Pour contrarier le développement de telles idées et en éradiquer la dynamique, il fallait, au préalable, assécher le puits, épuiser la soif d’esprit critique. Afin de mieux asseoir et consolider, la domination des tribus, sous couvert de rejet de la colonisation, une escroquerie s’imposait ; au risque de détacher la Mauritanie de son environnement sahélien, nous voici, encore englués dans les mirages du donquichottisme, à l’assaut des moulins à sable.

Le Mali, le Sénégal et l’Afrique de l’Ouest subsaharienne constituent notre champ de profondeur stratégique, continuité et perspective de notre histoire et de nos échanges humains. La bataille semble d’autant plus anachronique que la Mauritanie est membre de l’Organisation internationale de la Francophonie (Oif) et de l’Unesco qui promeut la diversité linguistique. La dignité et le bon sens voudraient qu’elle s’en retire, sans délai.
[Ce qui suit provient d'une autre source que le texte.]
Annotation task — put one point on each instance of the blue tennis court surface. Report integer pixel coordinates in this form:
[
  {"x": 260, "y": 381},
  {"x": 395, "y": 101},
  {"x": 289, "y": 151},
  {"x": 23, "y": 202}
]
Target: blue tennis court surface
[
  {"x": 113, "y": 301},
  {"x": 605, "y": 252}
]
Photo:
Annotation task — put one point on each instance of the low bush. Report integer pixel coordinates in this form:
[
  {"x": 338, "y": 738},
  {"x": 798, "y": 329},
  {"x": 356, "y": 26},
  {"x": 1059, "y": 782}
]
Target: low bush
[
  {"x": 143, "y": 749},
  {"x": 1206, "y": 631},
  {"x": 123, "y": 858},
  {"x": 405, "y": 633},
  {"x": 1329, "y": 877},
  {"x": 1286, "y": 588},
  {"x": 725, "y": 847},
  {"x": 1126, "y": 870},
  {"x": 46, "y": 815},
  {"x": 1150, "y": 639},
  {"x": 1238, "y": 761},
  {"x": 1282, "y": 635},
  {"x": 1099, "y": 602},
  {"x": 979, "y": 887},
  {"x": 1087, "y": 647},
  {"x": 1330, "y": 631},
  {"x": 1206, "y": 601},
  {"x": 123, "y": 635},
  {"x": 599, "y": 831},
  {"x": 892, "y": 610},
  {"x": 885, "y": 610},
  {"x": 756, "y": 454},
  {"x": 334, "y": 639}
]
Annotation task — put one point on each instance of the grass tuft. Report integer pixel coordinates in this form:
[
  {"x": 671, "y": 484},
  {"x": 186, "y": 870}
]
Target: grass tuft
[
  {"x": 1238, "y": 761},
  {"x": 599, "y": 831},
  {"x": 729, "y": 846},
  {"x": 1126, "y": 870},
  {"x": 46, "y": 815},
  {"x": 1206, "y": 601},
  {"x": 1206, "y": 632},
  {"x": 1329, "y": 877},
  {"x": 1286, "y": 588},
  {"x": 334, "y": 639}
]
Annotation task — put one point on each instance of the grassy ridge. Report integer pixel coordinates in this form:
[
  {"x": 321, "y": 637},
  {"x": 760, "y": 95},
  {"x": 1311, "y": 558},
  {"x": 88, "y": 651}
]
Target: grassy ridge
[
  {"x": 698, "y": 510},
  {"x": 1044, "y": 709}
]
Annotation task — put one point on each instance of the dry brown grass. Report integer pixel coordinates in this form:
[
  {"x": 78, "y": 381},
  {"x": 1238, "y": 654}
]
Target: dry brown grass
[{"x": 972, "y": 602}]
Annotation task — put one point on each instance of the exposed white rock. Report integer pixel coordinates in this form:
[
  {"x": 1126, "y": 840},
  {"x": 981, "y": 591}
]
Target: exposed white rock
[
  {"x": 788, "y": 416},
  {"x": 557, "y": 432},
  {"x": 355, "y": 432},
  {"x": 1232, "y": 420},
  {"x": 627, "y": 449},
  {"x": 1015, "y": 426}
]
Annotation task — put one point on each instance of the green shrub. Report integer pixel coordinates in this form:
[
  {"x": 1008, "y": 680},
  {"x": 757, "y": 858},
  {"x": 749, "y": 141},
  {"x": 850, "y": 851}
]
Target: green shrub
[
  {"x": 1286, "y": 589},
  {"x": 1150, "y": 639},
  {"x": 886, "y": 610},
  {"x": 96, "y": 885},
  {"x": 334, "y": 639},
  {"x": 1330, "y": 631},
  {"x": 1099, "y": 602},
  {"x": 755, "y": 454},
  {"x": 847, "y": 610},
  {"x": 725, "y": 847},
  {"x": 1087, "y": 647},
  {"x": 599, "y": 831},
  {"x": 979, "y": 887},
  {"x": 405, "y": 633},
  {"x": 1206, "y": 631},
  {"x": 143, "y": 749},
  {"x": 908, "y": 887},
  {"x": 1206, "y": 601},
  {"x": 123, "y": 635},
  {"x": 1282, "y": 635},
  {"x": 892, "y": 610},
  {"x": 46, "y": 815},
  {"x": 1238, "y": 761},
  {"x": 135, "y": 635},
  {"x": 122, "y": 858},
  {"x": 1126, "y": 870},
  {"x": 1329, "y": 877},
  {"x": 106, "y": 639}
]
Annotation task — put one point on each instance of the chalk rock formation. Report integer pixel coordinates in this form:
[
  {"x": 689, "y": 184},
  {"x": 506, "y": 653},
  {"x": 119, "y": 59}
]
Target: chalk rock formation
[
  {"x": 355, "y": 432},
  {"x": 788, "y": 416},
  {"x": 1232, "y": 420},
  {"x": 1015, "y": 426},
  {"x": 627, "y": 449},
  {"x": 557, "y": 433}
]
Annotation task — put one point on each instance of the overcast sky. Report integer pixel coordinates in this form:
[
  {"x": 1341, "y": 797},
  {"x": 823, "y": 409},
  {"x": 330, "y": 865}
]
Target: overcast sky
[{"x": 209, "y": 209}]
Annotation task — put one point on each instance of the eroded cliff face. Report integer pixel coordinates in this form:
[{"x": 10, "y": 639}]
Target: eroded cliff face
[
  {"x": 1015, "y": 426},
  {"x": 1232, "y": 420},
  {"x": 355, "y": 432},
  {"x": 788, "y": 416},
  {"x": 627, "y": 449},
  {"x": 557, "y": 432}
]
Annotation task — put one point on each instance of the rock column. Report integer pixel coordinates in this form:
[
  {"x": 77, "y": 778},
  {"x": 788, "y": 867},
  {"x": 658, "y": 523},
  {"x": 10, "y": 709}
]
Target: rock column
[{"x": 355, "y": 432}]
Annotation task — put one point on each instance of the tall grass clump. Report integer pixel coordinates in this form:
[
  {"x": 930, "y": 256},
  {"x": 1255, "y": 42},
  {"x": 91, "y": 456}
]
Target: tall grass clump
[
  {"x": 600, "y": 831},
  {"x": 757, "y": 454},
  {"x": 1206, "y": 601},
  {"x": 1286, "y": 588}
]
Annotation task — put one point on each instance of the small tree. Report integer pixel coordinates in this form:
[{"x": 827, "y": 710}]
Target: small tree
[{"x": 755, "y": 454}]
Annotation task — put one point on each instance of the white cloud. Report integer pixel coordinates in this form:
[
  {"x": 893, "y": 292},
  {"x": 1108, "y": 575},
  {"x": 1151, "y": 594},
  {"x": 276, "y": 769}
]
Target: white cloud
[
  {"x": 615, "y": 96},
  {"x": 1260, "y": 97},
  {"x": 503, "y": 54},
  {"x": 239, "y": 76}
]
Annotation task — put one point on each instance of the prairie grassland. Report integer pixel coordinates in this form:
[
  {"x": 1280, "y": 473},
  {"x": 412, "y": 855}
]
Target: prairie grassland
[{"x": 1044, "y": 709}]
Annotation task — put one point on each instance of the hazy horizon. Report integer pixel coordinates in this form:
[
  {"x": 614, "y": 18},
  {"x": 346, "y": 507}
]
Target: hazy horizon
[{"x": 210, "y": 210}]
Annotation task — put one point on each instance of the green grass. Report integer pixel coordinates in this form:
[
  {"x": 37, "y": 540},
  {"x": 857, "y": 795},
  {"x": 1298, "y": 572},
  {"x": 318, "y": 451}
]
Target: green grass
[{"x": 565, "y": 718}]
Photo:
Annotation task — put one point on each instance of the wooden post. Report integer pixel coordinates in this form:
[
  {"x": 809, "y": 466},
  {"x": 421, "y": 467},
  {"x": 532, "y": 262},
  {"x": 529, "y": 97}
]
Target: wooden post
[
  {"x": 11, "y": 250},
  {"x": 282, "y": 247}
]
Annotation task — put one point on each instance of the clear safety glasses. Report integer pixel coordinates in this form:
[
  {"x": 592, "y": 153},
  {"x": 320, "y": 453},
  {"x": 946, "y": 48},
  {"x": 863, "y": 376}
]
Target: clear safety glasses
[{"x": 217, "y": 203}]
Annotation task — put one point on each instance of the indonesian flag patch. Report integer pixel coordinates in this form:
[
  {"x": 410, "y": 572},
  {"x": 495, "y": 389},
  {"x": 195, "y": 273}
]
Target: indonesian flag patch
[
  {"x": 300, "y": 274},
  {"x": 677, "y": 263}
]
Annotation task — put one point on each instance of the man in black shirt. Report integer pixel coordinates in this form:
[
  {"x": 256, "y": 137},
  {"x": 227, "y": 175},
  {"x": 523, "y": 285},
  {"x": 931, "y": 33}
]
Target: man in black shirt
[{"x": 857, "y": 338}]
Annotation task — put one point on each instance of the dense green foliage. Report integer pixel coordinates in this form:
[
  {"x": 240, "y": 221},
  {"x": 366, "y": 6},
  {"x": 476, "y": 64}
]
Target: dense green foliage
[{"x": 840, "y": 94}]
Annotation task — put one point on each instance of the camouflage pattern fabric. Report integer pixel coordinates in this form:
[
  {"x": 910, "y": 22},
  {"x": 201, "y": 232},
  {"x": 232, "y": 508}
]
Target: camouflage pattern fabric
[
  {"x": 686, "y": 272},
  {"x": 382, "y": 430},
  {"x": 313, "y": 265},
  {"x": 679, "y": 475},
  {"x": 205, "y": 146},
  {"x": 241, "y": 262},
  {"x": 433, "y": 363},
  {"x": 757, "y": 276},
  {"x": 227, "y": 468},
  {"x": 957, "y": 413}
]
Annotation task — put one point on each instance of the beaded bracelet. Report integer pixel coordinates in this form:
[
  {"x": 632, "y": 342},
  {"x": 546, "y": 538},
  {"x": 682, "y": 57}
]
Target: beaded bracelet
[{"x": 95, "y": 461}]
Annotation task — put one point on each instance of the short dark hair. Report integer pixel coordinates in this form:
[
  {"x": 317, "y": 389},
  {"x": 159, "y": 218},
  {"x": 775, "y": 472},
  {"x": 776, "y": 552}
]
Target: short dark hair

A l’origine de la campagne en cours, se distinguent deux figures de la dernière décennie : l’actuel Président de l’Assemblée nationale, l’ex-Colonel Cheikh Ould Baye et l’ancien Chef de l’Etat, ancien général Mohamed Ould Abdel Aziz. Les deux, quoique francophones, attisent le sentiment anti Français mais ne se privent des voyages d’agrément ou de nécessité à Paris. D’autres promoteurs de la secte n’hésitent à envoyer leur progéniture dans les écoles françaises, quand ils servent, au peuple, la médiocrité de l’enseignement unilingue.

Ici, une interrogation pointe à l’horizon d’un début de mandat parsemé de doute : Le nouveau Président de la république, Mohamed Ould Ghazouani, est-il complice, spectateur impuissant ou s’abstient-il par indifférence, voire ignorance de ce qui se passe autour de lui, au cœur de son parti ? Laissera-t-il la Mauritanie sombrer, une seconde fois, dans les dérives chauvines et les tentations de l’extrémisme religieux, tandis que le monde globalisé incline au multiculturalisme ?

Certes, en Mauritanie, les cuistres et les incultes conquièrent le sommet du pouvoir et ses échelons intermédiaires, laborieusement, comme la tortue remonte la pente, avec l’abnégation et l’endurance que confère la revanche du frustré. Tout de même, la chose mérite un peu de respect, à défaut d’admiration. Bref, les importuns nous dirigent depuis plus de 30 ans. Désormais, ils s’enracinent dans notre quotidien et pour un moment, sans doute. D’ici à les en déloger un jour, s’exprimer en Français, devient, de facto, un acte de résistance à l’uniformisation et un hymne contre la sottise, un antidote à la haine.

Oui, parce que je suis libre, je parle et écris le Français ! L’inverse coule de source.